Son Little Releases New Single, “6 AM”
Son Little presents a new single, “6 AM,” off of his forthcoming album, Like Neptune, out September 9th on ANTI-. Like early singles “deeper” and “stoned love,” “6 AM” is noticeably confident from the opening note, with Son Little prioritizing his signature rasp as the chief instrument. Describing Like Neptune as “my inner R&B Boy Band” where “a different version of me takes lead on each song,” “6 AM” invokes the anxious worrisome version, the one who stays up all night worrying they’ll sleep through the alarm, and describes a constant effort to repair a fraught relationship with sleep.
“‘Dawn’ is my favorite Octavia Butler book,” says Aaron Livingston (aka Son Little). “It’s also my favorite time of the day— the time I have my clearest most exciting ideas and also the time when I sometimes spiral into emotional/mental chaos. Wrote a song about it.”
Conceived in a cabin overlooking the Delaware River in upstate New York, Like Neptune is an open and vulnerable portrayal of unbridled joy and self-acceptance. In this verdant space of freedom, Son Little transmutes the chronic pain of self-doubt into a beautiful opus about overcoming generational trauma, decorating the altar of the primordial blues and elevating the labor of healing to high art.
"In the beginning of lockdown, I went into a closet full of junk and found a couple of boxes full of my old writing books,” Livingston explained. “There turned out to be 72 books in there. The oldest book I got as a Christmas present when I was 9. In it, I wrote letters to myself about what was happening in my life. One page refers to a neighbor in Queens who abused me sexually around age 5. It was the first and only time I’d ever acknowledge this fact until after my 19th birthday, when I told my mother what had happened. She begged me to go to therapy. I went under protest. My attempt wasn’t sincere. I wasn’t ready. I thought I could just power through it.” Years of anxiety, depression, panic attacks and existential dread ensued, often dulled or numbed by the effects of alcohol, drugs, or sex.
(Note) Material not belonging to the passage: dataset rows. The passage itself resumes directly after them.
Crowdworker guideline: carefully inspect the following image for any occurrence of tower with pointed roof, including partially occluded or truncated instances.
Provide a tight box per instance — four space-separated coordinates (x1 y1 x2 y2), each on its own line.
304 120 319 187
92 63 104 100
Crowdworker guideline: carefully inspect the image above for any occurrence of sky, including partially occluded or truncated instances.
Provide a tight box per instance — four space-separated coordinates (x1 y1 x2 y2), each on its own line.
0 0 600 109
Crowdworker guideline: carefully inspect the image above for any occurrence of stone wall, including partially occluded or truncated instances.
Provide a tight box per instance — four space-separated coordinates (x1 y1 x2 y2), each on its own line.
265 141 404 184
Following a car crash and arrest finally led him back into therapy in 2017. Aggressively employing progressive methods like EMDR and somatic healing, Livingston, with the help of a trusted therapist, began identifying the roots of his trauma, and where it lives in the body. But the biggest breakthrough came from Internal Family Systems, a methodology that recognizes responses to trauma triggers as distinct entities or ‘parts’ within the person, and requires the patient essentially have conversations with the different traumatized personalities within them.
Delving into his journals and happily cooped up inside due to the pandemic, Son Little returned to beat making to craft the core of Like Neptune using apps on his iPad— a method originally tasked with satisfying the nagging urge to create on a daily basis on the road; later he fleshed out the programming and added live instrumentation in Ableton live— while micro dosing LSD and immersing himself in the sounds of ‘70s era David Bowie and psychedelic Amazonian cumbia of the same period. Like Neptune establishes Son Little as the polyglot translator and rightful torchbearer of the celebrated musical tradition known as rhythm and blues. With it, he completes the daunting tasks of confronting himself and pushing his sound to completion. The result is a timeless body of work reflective of his deep internal desire to inhabit the most radiant version of himself and become a positive force in the lives of people around him.